Queridos hermanos y hermanas, ¡buenos días!
¡Feliz Pascua! «Cristòs anèsti! — Alethòs anèsti!», «¡Cristo ha resucitado! — ¡Verdaderamente ha resucitado!». Está entre nosotros, ¡aquí en la plaza! En esta semana podemos seguir intercambiándonos la felicitación pascual, como si fuese un único día. Es el gran día que hizo el Señor.
El sentimiento dominante que brota de los relatos evangélicos de la Resurrección es la alegría llena de asombro, ¡pero un asombro grande! ¡La alegría que viene de dentro! Y en la liturgia revivimos el estado de ánimo de los discípulos por las noticias que las mujeres les habían llevado: ¡Jesús ha resucitado! ¡Nosotros lo hemos visto!

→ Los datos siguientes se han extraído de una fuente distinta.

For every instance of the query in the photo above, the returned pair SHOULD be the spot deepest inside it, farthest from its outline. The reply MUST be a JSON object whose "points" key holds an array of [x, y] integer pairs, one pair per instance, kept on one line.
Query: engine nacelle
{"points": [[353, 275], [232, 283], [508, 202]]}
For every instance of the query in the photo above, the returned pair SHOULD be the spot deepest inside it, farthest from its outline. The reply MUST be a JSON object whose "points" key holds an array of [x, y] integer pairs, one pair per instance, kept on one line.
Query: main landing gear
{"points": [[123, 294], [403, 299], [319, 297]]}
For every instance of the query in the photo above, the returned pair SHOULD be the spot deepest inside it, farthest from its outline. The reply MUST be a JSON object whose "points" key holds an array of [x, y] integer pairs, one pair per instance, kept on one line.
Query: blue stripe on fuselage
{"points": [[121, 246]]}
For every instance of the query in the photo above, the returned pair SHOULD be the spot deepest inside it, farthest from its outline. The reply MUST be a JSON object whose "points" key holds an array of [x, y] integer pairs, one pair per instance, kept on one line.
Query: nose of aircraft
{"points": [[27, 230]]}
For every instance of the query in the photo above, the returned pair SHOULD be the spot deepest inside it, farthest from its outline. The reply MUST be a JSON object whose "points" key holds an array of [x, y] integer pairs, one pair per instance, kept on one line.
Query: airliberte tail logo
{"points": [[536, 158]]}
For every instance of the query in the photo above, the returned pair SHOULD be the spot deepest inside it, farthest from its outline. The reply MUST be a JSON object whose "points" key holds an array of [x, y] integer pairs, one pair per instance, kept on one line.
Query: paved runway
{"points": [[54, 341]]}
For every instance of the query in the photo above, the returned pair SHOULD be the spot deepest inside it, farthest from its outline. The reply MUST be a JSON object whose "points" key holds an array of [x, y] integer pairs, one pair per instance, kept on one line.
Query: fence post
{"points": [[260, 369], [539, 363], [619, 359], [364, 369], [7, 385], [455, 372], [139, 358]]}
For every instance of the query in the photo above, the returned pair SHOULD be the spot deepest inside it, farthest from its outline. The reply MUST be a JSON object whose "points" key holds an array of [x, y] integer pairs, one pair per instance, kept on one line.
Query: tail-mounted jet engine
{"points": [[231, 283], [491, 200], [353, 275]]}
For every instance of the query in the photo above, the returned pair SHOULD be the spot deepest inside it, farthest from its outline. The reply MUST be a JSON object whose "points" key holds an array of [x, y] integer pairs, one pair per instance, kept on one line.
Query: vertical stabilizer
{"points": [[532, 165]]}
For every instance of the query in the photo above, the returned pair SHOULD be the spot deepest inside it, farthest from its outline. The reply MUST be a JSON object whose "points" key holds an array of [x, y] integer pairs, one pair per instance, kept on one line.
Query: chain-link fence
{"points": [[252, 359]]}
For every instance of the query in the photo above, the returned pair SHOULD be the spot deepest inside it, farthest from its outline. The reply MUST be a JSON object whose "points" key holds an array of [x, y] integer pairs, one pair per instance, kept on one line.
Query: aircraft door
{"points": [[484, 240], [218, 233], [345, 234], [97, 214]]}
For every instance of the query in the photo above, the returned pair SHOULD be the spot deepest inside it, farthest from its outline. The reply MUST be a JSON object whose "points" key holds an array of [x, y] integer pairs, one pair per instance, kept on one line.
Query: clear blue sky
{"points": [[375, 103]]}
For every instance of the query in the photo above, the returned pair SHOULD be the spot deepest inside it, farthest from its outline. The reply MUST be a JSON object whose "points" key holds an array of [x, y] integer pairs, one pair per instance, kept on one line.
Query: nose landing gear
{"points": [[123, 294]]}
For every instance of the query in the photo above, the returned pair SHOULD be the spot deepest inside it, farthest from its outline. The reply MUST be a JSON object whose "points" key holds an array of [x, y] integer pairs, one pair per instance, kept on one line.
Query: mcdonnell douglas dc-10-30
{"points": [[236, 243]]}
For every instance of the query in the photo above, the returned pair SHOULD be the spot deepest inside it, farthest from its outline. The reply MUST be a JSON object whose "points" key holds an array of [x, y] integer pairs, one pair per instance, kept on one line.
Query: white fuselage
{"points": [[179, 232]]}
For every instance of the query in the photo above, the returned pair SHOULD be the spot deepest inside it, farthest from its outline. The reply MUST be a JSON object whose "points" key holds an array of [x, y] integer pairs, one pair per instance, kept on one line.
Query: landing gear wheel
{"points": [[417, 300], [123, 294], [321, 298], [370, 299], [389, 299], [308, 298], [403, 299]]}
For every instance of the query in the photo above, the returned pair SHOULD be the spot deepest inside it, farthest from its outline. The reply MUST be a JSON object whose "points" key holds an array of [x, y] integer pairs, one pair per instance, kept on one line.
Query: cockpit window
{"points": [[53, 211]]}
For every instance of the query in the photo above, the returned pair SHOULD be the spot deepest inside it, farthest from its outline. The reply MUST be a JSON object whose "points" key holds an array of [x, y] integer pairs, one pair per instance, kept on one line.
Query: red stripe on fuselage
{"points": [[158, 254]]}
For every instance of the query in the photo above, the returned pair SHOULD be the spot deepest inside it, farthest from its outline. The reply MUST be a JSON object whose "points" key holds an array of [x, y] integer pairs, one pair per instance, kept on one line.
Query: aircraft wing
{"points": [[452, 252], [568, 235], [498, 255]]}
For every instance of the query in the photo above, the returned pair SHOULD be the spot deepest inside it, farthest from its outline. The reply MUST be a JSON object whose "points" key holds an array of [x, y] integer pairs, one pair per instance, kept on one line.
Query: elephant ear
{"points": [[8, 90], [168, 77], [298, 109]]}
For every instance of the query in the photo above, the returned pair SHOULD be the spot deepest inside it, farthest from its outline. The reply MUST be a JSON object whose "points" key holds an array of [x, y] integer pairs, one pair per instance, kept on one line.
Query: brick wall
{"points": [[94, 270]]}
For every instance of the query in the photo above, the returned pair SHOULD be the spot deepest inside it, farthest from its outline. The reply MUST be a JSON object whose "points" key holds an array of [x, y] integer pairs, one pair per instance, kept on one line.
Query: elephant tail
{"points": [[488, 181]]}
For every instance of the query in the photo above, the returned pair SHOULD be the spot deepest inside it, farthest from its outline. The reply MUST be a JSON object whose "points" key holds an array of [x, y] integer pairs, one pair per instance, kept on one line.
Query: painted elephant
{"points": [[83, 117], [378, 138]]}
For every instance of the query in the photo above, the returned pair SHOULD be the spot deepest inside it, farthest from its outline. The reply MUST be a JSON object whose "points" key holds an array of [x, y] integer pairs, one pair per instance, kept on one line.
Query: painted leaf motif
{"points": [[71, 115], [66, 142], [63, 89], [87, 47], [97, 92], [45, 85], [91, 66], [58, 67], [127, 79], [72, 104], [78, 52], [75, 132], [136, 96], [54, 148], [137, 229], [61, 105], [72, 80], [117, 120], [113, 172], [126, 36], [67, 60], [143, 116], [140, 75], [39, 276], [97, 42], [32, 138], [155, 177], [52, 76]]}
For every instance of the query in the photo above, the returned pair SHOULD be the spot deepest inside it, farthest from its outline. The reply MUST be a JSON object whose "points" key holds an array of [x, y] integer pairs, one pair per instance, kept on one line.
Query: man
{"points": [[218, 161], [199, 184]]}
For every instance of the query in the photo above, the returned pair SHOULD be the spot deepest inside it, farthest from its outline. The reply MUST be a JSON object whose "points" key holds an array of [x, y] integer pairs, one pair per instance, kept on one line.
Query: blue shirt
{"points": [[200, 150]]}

Dejemos que esta experiencia, impresa en el Evangelio, se imprima también en nuestro corazón y se transparente en nuestra vida. Dejemos que el asombro gozoso del Domingo de Pascua se irradie en los pensamientos, en las miradas, en las actitudes, en los gestos y en las palabras... ¡Ojalá fuésemos así de luminosos! Pero esto no es un maquillaje. Viene de dentro, de un corazón inmerso en la fuente de este gozo, como el de María Magdalena, que lloraba la pérdida de su Señor y no creía a sus ojos al verlo resucitado. Quien experimenta esto se convierte en testigo de la Resurrección, porque en cierto sentido resucita él mismo, resucita ella misma. De este modo es capaz de llevar un «rayo» de la luz del Resucitado a las diversas situaciones: a las que son felices, haciéndolas más hermosas y preservándolas del egoísmo; a las dolorosas, llevando serenidad y esperanza.
En esta semana, nos hará bien tomar el libro del Evangelio y leer los capítulos que hablan de la Resurrección de Jesús. ¡Nos hará mucho bien! Tomar el libro, buscar los capítulos y leer eso. Nos hará bien, en esta semana, pensar también en la alegría de María, la Madre de Jesús. Tan profundo fue su dolor, tanto que traspasó su alma, así su alegría fue íntima y profunda, y de ella se podían nutrir los discípulos. Tras pasar por la experiencia de la muerte y resurrección de su Hijo, contempladas, en la fe, como la expresión suprema del amor de Dios, el corazón de María se convirtió en una fuente de paz, de consuelo, de esperanza y de misericordia. Todas las prerrogativas de nuestra Madre derivan de aquí, de su participación en la Pascua de Jesús. Desde el viernes al domingo por la mañana, Ella no perdió la esperanza: la hemos contemplado Madre dolorosa, pero, al mismo tiempo, Madre llena de esperanza. Ella, la Madre de todos los discípulos, la Madre de la Iglesia, es Madre de esperanza.
A Ella, silenciosa testigo de la muerte y resurrección de Jesús, pidamos que nos introduzca en la alegría pascual. Lo haremos recitando el Regina caeli, que en el tiempo pascual sustituye a la oración del Ángelus.